Dendritic cells (DCs) are a component of the innate immune system that play a critical role in starting adaptive immunity by presenting antigens to activate naive T cells and secreting cytokines. DCs are classified into two subclasses: plasmacytoid and conventional. Plasmacytoid DCs are defined by the coexpression of Siglec-H and CD317 and are specialized in the production of significant levels of type I interferon, whereas conventional DCs are defined by the coexpression of CD11c and HLA-DR and are specialized in antigen presentation to T cells.

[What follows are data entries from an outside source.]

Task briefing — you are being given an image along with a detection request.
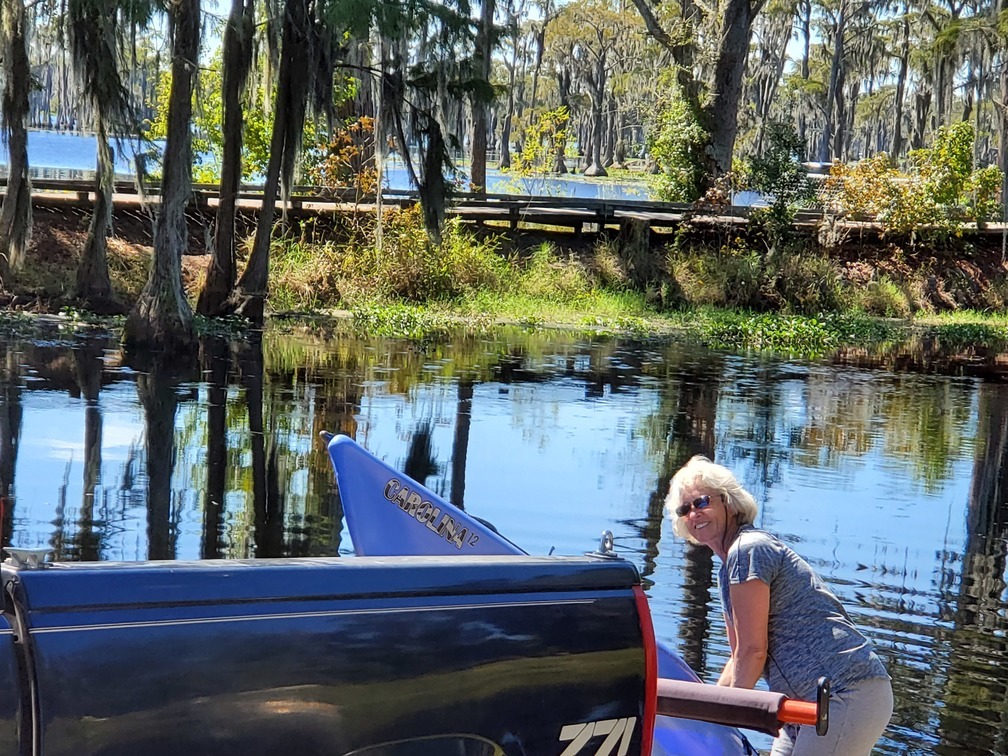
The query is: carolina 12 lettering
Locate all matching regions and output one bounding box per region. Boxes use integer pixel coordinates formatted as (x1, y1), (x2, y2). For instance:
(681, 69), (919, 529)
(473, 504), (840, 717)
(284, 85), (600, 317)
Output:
(385, 478), (480, 550)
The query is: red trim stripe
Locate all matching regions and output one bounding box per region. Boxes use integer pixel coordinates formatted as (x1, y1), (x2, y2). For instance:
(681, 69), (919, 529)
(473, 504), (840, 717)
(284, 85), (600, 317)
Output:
(633, 586), (658, 756)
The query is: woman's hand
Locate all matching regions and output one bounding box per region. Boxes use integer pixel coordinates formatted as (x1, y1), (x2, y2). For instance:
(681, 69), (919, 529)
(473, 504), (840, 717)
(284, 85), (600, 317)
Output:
(719, 579), (770, 687)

Conventional DCs are further classified into those that express CD1c and enable CD4+ T cell activation and those that express CD141, XCR1, or CLEC9A and cross-present CD8+ T cells.

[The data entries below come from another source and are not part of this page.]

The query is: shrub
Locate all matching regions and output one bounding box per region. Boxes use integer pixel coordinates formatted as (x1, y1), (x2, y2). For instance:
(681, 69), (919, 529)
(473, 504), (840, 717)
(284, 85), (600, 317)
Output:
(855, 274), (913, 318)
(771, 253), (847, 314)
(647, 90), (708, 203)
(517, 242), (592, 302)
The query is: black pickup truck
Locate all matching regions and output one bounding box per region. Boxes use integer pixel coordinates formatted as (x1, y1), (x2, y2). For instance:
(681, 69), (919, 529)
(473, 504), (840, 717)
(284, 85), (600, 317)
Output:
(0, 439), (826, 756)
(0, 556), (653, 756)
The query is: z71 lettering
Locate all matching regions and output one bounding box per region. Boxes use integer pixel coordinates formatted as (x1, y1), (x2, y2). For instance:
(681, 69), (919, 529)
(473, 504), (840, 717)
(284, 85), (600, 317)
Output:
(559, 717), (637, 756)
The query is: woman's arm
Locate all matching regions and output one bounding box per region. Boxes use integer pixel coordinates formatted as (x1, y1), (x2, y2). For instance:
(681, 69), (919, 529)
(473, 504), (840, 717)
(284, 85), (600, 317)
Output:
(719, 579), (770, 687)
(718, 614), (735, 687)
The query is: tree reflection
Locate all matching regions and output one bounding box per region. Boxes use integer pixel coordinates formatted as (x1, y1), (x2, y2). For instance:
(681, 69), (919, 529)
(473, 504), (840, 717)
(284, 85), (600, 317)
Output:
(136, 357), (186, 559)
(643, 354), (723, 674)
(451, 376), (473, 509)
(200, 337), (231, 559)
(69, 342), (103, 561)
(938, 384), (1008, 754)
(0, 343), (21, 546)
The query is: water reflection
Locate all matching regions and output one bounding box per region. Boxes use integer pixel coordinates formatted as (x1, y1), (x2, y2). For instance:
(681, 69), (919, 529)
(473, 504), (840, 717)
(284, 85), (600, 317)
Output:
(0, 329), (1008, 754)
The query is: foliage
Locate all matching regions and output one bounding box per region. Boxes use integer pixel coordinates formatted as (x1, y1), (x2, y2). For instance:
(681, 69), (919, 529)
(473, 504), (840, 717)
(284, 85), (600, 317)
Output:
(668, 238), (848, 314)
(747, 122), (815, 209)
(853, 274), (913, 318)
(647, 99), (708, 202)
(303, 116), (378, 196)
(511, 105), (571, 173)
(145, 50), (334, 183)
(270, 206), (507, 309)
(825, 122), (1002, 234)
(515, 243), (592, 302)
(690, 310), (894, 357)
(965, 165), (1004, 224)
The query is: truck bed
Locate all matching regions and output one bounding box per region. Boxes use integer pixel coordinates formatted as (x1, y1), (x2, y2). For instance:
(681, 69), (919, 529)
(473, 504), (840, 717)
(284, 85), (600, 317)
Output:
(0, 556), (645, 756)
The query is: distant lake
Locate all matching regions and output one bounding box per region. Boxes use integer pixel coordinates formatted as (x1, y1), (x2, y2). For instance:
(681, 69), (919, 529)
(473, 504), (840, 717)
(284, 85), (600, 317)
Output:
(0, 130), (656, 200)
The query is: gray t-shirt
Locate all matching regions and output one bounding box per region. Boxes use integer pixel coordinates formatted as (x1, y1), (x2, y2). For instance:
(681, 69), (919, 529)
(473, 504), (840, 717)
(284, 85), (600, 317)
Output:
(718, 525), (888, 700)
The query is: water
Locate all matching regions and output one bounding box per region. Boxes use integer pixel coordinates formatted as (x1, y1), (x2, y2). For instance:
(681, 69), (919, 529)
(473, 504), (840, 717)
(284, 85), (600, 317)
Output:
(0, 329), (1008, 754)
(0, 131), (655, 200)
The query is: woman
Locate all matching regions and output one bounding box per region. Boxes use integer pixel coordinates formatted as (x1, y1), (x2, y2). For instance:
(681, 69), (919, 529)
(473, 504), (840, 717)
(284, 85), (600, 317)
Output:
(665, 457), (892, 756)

Macrophages are also innate immune cells; they are identifiable by their expression of CD68 and MHCII and their absence of CD11c. They are phagocytosis specialists and also produce cytokines that impact the immunological response. In general, macrophages are either pro-inflammatory (M1-like) or anti-inflammatory (M2-like). M1-like macrophages are characterized by the expression of CD80, CD86, or iNOS and boost antitumor immunity through phagocytosis of malignant cells and the generation of T cell activating ligands. M2-like macrophages, on the other hand, are characterized by the expression of CD163 or CD206 and can promote tumor growth by secreting immunosuppressive cytokines such as IL-10 and by encouraging a Th2 response. Additionally, M2 macrophages can express the immunosuppressive enzyme arginase, which depletes arginine in the tumor microenvironment, impairing T cell proliferation and function.

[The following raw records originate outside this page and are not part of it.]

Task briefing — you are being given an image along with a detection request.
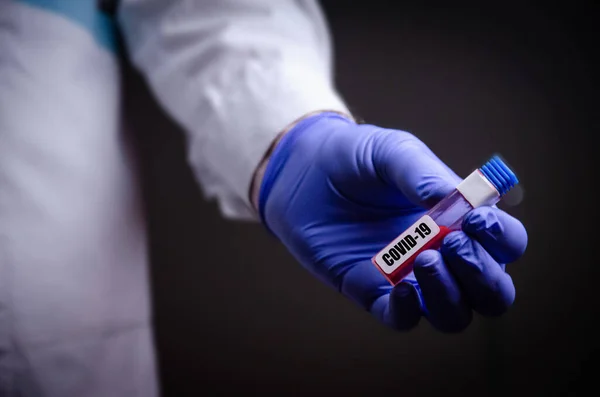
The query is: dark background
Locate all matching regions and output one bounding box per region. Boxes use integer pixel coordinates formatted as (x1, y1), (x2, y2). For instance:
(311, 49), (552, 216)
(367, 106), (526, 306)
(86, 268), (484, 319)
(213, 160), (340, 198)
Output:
(119, 1), (600, 397)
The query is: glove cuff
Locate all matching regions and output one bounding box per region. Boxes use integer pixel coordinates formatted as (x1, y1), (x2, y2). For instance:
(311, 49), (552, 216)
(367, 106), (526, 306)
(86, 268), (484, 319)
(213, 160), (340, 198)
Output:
(258, 111), (354, 234)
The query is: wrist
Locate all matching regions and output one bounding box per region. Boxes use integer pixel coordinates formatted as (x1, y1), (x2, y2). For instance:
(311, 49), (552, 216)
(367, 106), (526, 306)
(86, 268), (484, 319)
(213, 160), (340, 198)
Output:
(249, 110), (357, 212)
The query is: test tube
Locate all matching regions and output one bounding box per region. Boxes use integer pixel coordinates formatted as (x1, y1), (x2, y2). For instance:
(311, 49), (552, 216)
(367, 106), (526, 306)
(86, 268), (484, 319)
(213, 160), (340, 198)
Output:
(371, 156), (519, 285)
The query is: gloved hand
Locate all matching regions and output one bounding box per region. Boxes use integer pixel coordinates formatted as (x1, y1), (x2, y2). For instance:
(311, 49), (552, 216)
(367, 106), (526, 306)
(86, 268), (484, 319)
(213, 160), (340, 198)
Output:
(258, 112), (527, 332)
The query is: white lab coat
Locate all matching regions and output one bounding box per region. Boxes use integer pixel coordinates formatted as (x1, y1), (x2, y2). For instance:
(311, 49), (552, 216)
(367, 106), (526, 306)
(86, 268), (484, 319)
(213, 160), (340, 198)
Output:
(0, 0), (347, 397)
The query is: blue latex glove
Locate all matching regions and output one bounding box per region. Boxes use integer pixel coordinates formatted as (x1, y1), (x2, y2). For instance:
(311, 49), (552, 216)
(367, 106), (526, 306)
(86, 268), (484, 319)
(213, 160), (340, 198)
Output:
(259, 112), (527, 332)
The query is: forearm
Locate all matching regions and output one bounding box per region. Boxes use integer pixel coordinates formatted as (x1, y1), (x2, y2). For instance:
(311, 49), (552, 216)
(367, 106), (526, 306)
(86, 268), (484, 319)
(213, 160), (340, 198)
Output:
(119, 0), (347, 219)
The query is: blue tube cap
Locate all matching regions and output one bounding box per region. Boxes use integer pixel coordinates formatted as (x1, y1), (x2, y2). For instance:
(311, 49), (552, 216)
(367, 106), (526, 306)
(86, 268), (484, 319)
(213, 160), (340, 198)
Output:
(479, 156), (519, 196)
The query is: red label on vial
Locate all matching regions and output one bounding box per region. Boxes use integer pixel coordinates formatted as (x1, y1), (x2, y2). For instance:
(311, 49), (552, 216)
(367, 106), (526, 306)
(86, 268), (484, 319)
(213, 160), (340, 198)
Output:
(372, 215), (450, 285)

Finally, myeloid-derived suppressor cells (MDSCs) are a heterogeneous population of immature immunosuppressive cells found in a range of tumor types. Through the production of NOS2 and arginase 1, they have been demonstrated to suppress CD8+ T cell activation, stimulate Treg formation, and polarize macrophages toward an M2-like phenotype. MDSCs are classified into two main cell populations, monocytic and polymorphonuclear. Numerous unanswered concerns remain about these immunosuppressive cells, including their true differentiation from neutrophils and monocytes, the processes governing their accumulation and development, and their role in anticancer therapy resistance. MDSCs' particular markers are still being investigated. At the moment, they are most frequently identified by the presence of CD11b, the absence of HLA-DR, and the expression of either CD14 for monocytic MDSCs or CD15 for polymorphonuclear MDSCs..

Natural killer (NK) cells are the most common form of innate immune cell. They identify and eliminate cancer by recognizing the deregulation of MHC class I on tumor cells and/or the overexpression of ligands on tumor cells that bind to activating receptors on NK cells. NK cells are frequently identified by a combination of CD56 and CD16 expression and a lack of CD3.